(E1 Entertainment, 2013)
01. The Machine
02. No Mercy
03. All That’s Left Is Blood
04. I Despise
05. Plastic Wonderland
06. The Transmigration
07. Crown Of Phantoms
08. Spineless
09. Kings Of The Shadow World
10. Wrapped In Violence
11. Love Soaked Death
I Chimaira sono una band difficile da inquadrare (leggendo vecchie recensioni o interviste li si può trovare etichettati in vari modi), fatto sta che risulta davvero arduo poter racchiudere il loro stile all’interno di un unico filone, considerando che hanno compiuto svariate evoluzioni stilistiche di album in album.
Giunti a questo Crown Of Phantoms, possiamo dire che l’era delle influenze metalcore è quasi completamente archiviata, in favore di una totale dedizione al groove metal con accenni a realtà estreme-sperimentali come i Gojira o al post-thrash. Con ben sette full-length all’attivo il combo di Cleveland può vantare una certa dimestichezza con la scena metal moderna e un’esperienza piuttosto vasta in ambito live-shows; d’altro canto, gli svariati cambi di line-up hanno in più occasioni minato la coesione della band, ma fortunatamente con questo disco hanno dimostrato di non aver smarrito la via maestra. “The Machine”, “All That’s Left Is Blood” e “Plastic Wonderland” sono brani robusti e compatti, nei quali le chitarre rivestono il ruolo principale, generando un poderoso wall of sound, che funge da base per l’innesto della voce e degli altri strumenti; buoni anche certi riffs acustici piuttosto ruffiani e quei refrain di facile memorizzazione che sanno di hit Mtv-style, ma che innegabilmente riescono a conquistare larghe fette di pubblico.

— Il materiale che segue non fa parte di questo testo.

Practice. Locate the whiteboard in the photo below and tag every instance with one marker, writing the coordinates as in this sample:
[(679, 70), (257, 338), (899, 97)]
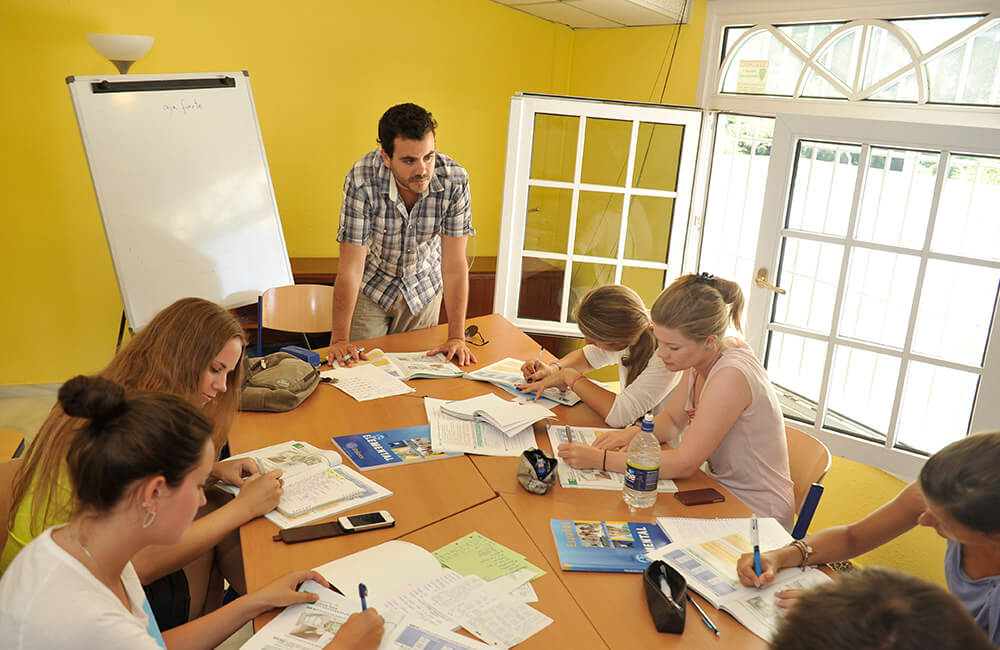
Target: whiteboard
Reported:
[(183, 187)]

I Chimaira non sono solo questo, e dimostrano di essere a loro agio anche con i brani più diretti, come “No Mercy” e “Spineless”, dove l’attitudine più violenta e thrash-oriented della band fa capolino fra le tipiche ritmiche groove metal. Con “I Despise” si sperimentano lidi più complessi, attraverso tempi dispari e ritmiche care al vecchio nu-metal degli esordi, mentre, per finire, è giusto spendere due parole per la title track e per il brano di chiusura “Love Soaked Death”, la prima caratterizzata da un mood oscuro, un riffing dinamico e un breakdown spezzacollo piazzato con maestria dopo i primi minuti d’esecuzioni, la seconda dotata di un incedere marziale ed un aura industrial/nu-metal, con un uso dei synth che ricorda nuovamente gli esordi dei Nostri anche se poi, raggiunta la parte centrale, si vira nuovamente al groove sul quale aleggia lo spettro dei Pantera.

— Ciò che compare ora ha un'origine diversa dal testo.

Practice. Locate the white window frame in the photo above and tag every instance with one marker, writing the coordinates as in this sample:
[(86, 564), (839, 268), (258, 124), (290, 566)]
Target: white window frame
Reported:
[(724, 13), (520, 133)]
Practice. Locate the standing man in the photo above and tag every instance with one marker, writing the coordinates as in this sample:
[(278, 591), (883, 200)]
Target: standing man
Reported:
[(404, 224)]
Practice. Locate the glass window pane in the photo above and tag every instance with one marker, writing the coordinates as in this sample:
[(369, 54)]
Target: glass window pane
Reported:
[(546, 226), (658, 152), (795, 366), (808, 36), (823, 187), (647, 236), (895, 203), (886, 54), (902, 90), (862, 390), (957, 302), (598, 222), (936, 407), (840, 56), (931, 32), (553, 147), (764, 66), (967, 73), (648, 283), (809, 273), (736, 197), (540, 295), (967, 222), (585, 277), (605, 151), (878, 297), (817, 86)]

Niente di nuovo, a voler essere onesti. Crown Of Panthom sì può paragonare ad un viaggio introspettivo all’interno della band, la quale esamina sé stessa e pesca il meglio da ogni periodo vissuto andando a condensare il tutto in un platter unico e ben rifinito; comunque sia i Chimaira hanno saputo dare alla luce un lavoro più che sufficiente, che sicuramente strapperà qualche serio apprezzamento dalla frangia più accanita di fans, mentre per tutti gli altri si configurerà come un lavoretto ben fatto, ma nulla di più.